Bij de plechtige ingebruikneming van de oude kerk hield pastoor Van Weersel een preek naar de woorden uit de Apokalyps: 'En ik zag de heilige Stad, het nieuwe Jeruzalem, van God uit de hemel neerdalen'.
Aangezien een handvol protestantse gezinnen niet in staat was geweest om voor het benodigde onderhoud te zorgen was de oude kerk bijna twee eeuwen lang zeer verwaarloosd. In 1826 begon men met de noodzakelijke restauratie van het kerkschip. In 1827 en 1828 werden twee klokken in de toren - die in 1798 eigendom van de gemeente was geworden - geplaatst. De bouwvallige torenspits heeft haar bestaan tot 1842 weten te rekken. In dat jaar werd de toren ontdaan van zijn spits en een gedeelte van zijn bovenbouwen kwam er een korte houten spits als vervanging. In 1881 werd de kerk verrijkt met een orgel van de firma Maarschalkerweerd uit Utrecht. Dit orgel is thans nog aanwezig. In 1996 kwam de kerk in het bezit van een tweede Maarschalkerweerd-orgel, een koororgel uit 1882.
In 1893 werd voor het eerst van een nieuw te bouwen kerk gesproken.

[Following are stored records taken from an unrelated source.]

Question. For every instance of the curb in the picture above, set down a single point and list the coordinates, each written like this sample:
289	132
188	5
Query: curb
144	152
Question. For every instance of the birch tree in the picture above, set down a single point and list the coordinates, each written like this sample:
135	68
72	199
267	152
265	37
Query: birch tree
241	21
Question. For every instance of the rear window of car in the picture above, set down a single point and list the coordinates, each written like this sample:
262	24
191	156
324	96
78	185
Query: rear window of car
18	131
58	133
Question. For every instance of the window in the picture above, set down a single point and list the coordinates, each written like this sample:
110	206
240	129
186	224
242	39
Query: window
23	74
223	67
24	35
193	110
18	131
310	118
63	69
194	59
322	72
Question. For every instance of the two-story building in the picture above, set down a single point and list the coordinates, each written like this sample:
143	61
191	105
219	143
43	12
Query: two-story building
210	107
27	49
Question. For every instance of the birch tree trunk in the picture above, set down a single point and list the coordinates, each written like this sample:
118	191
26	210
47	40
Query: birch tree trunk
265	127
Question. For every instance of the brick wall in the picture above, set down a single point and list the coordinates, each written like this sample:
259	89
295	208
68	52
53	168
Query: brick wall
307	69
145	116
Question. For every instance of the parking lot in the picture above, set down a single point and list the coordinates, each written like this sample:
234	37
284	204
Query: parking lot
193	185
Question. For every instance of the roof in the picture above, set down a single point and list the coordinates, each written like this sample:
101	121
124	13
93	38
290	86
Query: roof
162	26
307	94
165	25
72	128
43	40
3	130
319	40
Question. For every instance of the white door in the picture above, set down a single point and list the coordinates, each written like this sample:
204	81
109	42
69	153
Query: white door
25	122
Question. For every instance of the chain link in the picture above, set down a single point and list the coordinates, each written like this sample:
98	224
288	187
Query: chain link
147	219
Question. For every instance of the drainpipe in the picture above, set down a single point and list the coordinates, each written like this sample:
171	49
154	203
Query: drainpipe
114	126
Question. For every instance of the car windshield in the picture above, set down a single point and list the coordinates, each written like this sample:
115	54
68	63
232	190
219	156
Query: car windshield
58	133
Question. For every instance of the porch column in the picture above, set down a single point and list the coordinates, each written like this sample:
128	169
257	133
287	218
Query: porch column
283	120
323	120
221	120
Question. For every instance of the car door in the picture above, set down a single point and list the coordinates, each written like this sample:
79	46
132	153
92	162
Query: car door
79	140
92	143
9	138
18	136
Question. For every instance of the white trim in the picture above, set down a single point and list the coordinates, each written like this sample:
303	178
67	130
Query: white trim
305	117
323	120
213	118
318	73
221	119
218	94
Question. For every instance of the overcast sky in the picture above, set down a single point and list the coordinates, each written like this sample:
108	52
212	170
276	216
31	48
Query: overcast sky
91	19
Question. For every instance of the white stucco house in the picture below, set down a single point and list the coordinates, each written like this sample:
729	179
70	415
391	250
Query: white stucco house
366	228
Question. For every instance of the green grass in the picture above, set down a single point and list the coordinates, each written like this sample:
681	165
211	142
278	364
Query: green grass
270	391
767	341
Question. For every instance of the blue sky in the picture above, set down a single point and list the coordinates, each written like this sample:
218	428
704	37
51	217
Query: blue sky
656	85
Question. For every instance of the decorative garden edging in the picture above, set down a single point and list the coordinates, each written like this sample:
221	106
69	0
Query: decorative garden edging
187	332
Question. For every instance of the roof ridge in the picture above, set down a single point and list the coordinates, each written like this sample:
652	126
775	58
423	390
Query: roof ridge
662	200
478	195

Drie jaar later begon men met de afbraak van de oude, bouwvallige kerk. Architect van de nieuwe kerk was Alfred Tepe. Op 30 juni 1897 werd zij plechtig in gebruik genomen. Een van de sprekers op die dag was de grote emancipator van de katholieken dr. H.J.A.M. Schaepman (1844-1903), afkomstig uit Tubbergen en in 1927 in zijn geboorteplaats met een standbeeld geëerd. Het brede middenschip van de nieuwe kerk wordt geflankeerd door smallere, doch even hoge zijbeuken. Het schip bestaat uit drie traveeën. Bij de derde travee buigen de buitenmuren uit, zodat een soort transept ontstaat. De kruisgewelven worden gedragen door ronde kolommen. Aan kolommen. van de toren bevindt zich een zijkapel.